16/01/2026
Quand l’assurance de l’autre ébranle notre vérité!
Quand on a appris à invalider nos émotions, à croire qu’on est trop ou pas assez, que notre parole a peu de valeur, on finit par douter même de ce qui est évident.
Pendant longtemps, il suffisait que quelqu’un me contredise avec beaucoup d’assurance pour que je commence à douter.
Même quand, au fond de moi, une petite voix me disait que ce n’était pas juste ou pas logique, si l’autre affirmait le contraire avec assez d’aplomb, c’était forcément lui qui détenait vérité.
Je l’ai vécu à plusieurs reprises, dans des contextes professionnels comme personnels, beaucoup plus régulièrement face à des hommes très sûrs d’eux.
À force, il m’est arrivé de faire des choix — même pour ma vie — auxquels je ne croyais pas,
simplement parce que l’autre affirmait les choses avec tellement de certitude que je finissais par penser que j’avais tort et que j’avais dû louper quelque chose.
Le problème n’est pas de douter, mais pourquoi on doute et qui on remet systématiquement en question.
Se questionner sur ses actes, sur une situation ou sur un avis divergent est plutôt sain.
Mais s’effacer parce que l’autre affirme avec plus de conviction, ce n’est plus de la remise en question, c’est un manque d’assurance et d’estime de soi.

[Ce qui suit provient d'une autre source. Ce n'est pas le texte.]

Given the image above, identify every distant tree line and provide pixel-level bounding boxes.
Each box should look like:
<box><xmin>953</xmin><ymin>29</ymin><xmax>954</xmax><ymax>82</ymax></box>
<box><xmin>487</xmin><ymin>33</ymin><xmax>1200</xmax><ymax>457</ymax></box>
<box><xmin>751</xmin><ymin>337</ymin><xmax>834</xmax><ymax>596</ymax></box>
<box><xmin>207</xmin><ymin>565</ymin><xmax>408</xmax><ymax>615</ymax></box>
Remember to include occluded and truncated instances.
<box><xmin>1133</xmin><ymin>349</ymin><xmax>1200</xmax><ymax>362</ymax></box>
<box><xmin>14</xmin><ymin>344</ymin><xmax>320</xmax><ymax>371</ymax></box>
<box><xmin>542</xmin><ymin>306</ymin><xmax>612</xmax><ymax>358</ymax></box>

Aujourd’hui encore, le doute peut surgir face à quelqu’un qui affirme qqch avec autorité.
Mais il est suivi d’un nouveau réflexe : Je questionne l’autre sur ce qui lui permet d’être aussi sûr, et s’il y a débat, je demande des explications afin de comprendre ce qui le pousse à affirmer avec autant d’aplomb.
Si c’est convaincant, je prends.
Sinon, je ne pars plus du principe que c’est moi qui dois mettre mon idée de côté et je fais ce qui me semble juste.